Jellyfish “do it” in so many ways! They never get bored. The male and female medusa of some species (there are thousands of species) shed eggs and sperm in similar localities. The eggs get fertilized and develop into swimming larvae, which transform into polyps. In other species, bundled spermatozoa are launched as missiles that find their way into female jellyfish and fertilize their eggs, which form larva that develop and swim around in the female. When the mother jellyfish release the larvae into the sea, they form polyps that transform into medusa, and so on. The process continues alternating from polyp to medusa and back again; back and forth, for millions of years, like clockwork.
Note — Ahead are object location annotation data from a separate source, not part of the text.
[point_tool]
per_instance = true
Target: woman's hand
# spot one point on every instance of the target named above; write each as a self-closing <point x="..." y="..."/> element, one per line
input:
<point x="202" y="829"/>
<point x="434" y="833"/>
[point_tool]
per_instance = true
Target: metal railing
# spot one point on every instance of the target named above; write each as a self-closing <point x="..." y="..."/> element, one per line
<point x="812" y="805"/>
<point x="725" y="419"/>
Some jellyfish have a much more enjoyable sex life, one we would call “doing the old-fashioned way” (well, not quite, but close). A male and female entangle their tentacles, sperm gets transferred from the male to the female, eggs get fertilized internally, larvae develop, and so on.

It doesn’t end there. Transgenders are new and challenging for us. To switch our sex is a long, difficult process. But some jellyfish species are hermaphrodites: two for the price of one. There are species that are both male and female at the same time. No switching is necessary. Other species of jellyfish – sequential hermaphrodites – are either male and then female, or vice-versa, but not both simultaneously. These are natural transgender jellyfish. No special treatment is necessary.

I hardly consider these versatile creatures primitive. They have more tricks up their sleeve (I know, they don’t wear shirts) than we do. And when Ricardo in my novel, Jellyfish Have Eyes, found out that some jellyfish have multiple, sophisticated eyes, which they do in reality, he appreciated how much jellyfish can teach us. His research suggested that jellyfish might have advanced memories of evolution, individual personalities, ability to communicate, and even brains. All fiction today, of course; but perhaps not tomorrow.